Government announces new initiatives to help racialized newcomer women succeed in Canada

August 11, 2021—Ottawa, ON—The Government of Canada is committed to helping every woman and girl in Canada reach her full potential. A central part of this is addressing and overcoming the unique barriers that can sometimes stand in their way. These barriers can be particularly significant for racialized newcomer women, and have increased since the onset of the pandemic and its disproportionate impact on women.

To help address these challenges and create more opportunities for racialized newcomer women, the Honourable Marco E. L. Mendicino, Minister of Immigration, Refugees and Citizenship, today announced support for 11 innovative projects through the Racialized Newcomer Women Pilot with $2.1 million in federal funding. This work began in 2018, when Immigration, Refugees and Citizenship Canada initially supported 21 projects to help racialized newcomer women find work, develop their skills and more. Now, the government is extending support for 11 of those projects to continue helping newcomer women.

These projects will help racialized newcomer women find good, well-paying jobs that set them up for success in this country, by addressing the barriers they may face—gender- and race-based discrimination, precarious or low-income employment, lack of affordable child care and weak social supports. Some projects will also address the significant issue of credential recognition, for example, helping those with international training in IT put their skills to good use in Canada. In addition, they will provide racialized newcomer women with work placements to develop their skills and abilities in a Canadian work context and further reduce barriers to integration and reintegration into the Canadian labour market.

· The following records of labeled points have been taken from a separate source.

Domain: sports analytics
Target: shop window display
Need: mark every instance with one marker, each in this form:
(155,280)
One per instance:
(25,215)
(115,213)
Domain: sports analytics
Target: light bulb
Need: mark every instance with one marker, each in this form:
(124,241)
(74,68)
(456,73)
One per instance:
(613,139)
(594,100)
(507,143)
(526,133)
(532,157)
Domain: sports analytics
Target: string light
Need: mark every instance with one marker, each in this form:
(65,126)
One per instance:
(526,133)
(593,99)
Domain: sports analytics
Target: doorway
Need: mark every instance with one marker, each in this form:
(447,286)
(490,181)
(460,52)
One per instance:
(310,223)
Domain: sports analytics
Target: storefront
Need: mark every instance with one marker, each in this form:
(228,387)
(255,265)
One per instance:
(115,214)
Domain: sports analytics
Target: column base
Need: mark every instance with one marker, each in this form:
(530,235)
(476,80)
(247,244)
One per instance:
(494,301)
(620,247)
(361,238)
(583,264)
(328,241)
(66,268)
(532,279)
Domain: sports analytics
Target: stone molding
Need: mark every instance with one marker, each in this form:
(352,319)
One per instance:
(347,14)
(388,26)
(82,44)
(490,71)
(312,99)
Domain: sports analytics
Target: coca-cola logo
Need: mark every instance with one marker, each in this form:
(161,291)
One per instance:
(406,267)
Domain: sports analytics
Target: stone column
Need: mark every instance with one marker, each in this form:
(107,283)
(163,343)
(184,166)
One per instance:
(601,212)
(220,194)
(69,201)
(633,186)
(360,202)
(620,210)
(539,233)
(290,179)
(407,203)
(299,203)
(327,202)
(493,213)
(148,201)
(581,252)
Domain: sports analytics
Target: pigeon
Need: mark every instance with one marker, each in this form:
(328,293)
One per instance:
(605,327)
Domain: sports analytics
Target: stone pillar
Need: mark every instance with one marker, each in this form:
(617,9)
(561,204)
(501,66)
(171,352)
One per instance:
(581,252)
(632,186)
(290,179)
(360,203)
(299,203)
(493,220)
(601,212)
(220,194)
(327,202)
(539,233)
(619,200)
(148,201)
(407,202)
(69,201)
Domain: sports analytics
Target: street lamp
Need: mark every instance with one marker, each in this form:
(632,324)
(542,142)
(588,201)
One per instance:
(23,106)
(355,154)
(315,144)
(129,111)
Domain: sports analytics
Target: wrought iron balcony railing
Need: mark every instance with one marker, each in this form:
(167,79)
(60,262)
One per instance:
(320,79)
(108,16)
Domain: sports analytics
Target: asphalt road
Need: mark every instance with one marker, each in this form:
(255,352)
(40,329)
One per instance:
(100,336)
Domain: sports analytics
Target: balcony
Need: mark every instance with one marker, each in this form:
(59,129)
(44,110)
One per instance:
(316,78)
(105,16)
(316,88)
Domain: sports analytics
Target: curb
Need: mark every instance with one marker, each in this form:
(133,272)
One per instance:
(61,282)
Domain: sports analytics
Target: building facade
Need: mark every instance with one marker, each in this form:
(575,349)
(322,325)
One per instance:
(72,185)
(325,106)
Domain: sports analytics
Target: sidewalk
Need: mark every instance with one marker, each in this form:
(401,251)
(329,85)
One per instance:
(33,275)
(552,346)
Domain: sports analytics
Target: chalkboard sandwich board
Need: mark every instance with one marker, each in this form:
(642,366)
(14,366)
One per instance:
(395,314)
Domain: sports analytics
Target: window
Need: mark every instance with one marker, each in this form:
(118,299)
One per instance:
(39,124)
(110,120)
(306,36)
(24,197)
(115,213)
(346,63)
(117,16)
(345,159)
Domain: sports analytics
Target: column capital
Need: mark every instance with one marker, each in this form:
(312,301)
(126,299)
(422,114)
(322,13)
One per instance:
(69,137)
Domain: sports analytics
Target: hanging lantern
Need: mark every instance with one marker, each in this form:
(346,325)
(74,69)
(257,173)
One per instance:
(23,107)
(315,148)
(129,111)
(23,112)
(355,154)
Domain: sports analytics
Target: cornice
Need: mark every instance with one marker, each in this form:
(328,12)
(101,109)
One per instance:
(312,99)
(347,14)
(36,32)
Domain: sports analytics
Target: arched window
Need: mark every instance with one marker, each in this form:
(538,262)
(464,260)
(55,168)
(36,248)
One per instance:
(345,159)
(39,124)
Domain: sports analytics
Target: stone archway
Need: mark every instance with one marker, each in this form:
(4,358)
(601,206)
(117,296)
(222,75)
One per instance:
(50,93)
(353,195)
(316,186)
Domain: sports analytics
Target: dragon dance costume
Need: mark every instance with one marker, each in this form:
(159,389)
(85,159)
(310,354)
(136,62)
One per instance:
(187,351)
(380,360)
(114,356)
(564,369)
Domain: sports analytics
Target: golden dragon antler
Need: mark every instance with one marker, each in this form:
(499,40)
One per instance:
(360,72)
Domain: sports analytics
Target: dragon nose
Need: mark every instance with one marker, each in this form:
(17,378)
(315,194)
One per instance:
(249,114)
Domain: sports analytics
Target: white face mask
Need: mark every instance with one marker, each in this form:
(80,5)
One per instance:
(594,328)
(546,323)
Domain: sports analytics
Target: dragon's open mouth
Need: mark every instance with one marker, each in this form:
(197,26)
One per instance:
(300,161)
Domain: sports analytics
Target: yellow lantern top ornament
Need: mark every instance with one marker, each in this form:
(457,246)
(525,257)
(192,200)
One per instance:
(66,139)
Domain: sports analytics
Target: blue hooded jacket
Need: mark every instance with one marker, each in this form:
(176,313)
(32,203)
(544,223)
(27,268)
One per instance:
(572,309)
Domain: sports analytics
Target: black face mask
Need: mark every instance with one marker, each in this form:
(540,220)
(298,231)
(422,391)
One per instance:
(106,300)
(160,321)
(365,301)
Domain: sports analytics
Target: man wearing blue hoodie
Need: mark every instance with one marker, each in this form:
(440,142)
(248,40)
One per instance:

These important projects are part of a larger investment of $15 million in the Racialized Newcomer Women Pilot initiative, first announced in Budget 2021. They’re also a key part of the government’s ongoing efforts to support those who were hit the hardest by the pandemic. These important initiatives build on the progress we’ve already made and chart a course to help all racialized newcomer women thrive in this country.

The Pilot will continue to implement targeted programming based on promising practices to date, such as building career exploration opportunities into programming to help newcomer women with specific career and training goals, and developing action plans to help newcomer women build confidence, a unique barrier in navigating the Canadian labour market. Taken together, the activities and pilot will build evidence on what services and approaches are among the most effective in supporting racialized newcomer women to thrive in the Canadian labour market.

Minister Mendicino was also pleased to note that of the projects that recently concluded through this pilot, many have resulted in newcomer women receiving valuable support in accessing employment. These projects offered innovative approaches to employment for racialized newcomer women, such as job search assistance, digital literacy skills training, mental health support and job placements with follow-up support.